It’s hard to remember that in the 1980s Japan had the world’s most admired economy. It would, people widely believed, achieve the highest living standards and pioneer the niftiest technologies. Nowadays, all we hear are warnings not to repeat the mistakes that resulted in Japan’s “lost decade” of economic growth. Japan’s cardinal sins, we’re told, were skimping on economic “stimulus” and permitting paralyzing “deflation” (falling prices). People postponed buying, because they expected prices to go lower. That’s the conventional wisdom—and it’s wrong.

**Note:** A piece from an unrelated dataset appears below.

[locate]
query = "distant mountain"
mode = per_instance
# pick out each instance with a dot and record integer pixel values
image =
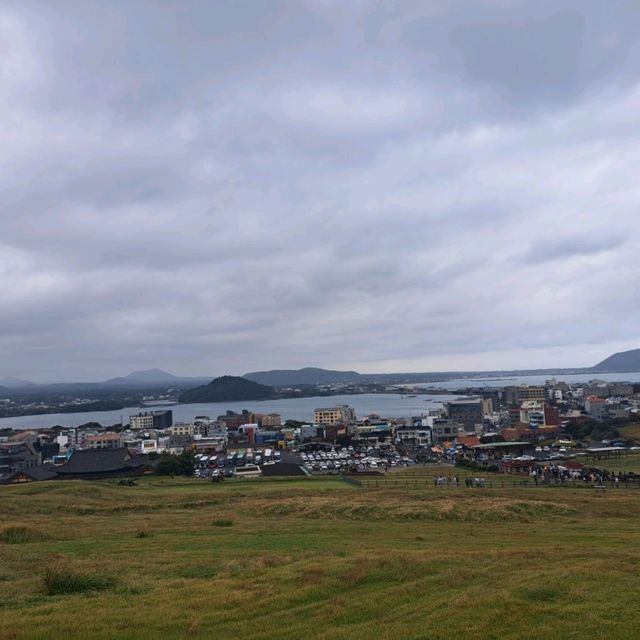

Japan’s economic eclipse shows the limits of economic stimulus and, at least in modest doses, the exaggerated threat of deflation. There is no substitute for vigorous private-sector job creation and investment, and that’s missing in Japan. This is a lesson we should heed.

Japan’s economic problems, like ours, originated in huge asset “bubbles.” From 1985 to 1989, Japan’s stock market tripled. Land prices in major cities also tripled by 1991. The crash was brutal. By year-end 1992, stocks had dropped 57 percent from 1989. Land prices fell in 1992 and are now at early-1980s levels. Wealth declined. Banks—having lent on the collateral of inflated land values—weakened. Some became insolvent. The economy sputtered. It grew about 1 percent annually in the 1990s, down from more than 4 percent in the 1980s.
Despite massive stimulus, rapid growth hasn’t resumed two decades later. Although the Japanese reacted slowly, they adopted the advice of economics textbooks. They raised spending, cut taxes, and let budget deficits balloon. Gross government debt soared from 63 percent of the economy’s gross domestic product in 1991 to 101 percent of GDP by 1997. It’s now about 200 percent. The Bank of Japan (its Federal Reserve) cut interest rates, going to zero in 1999—a policy that, with some interruptions, endures.
Deflation doesn’t explain persisting economic stagnation. Japan’s consumer prices have declined in nine of the last 20 years; the average annual decline was six 10ths of 1 percent. “People aren’t going to say, ‘I’ll wait until next year to buy a car when the price will be a half a percent cheaper,’?” says economist Edward J. Lincoln of New York University, a Japan specialist. If the Japanese were delaying spending, the household saving rate would have risen; instead, it fell from 15.1 percent of disposable income in 1991 to 2.3 percent in 2008.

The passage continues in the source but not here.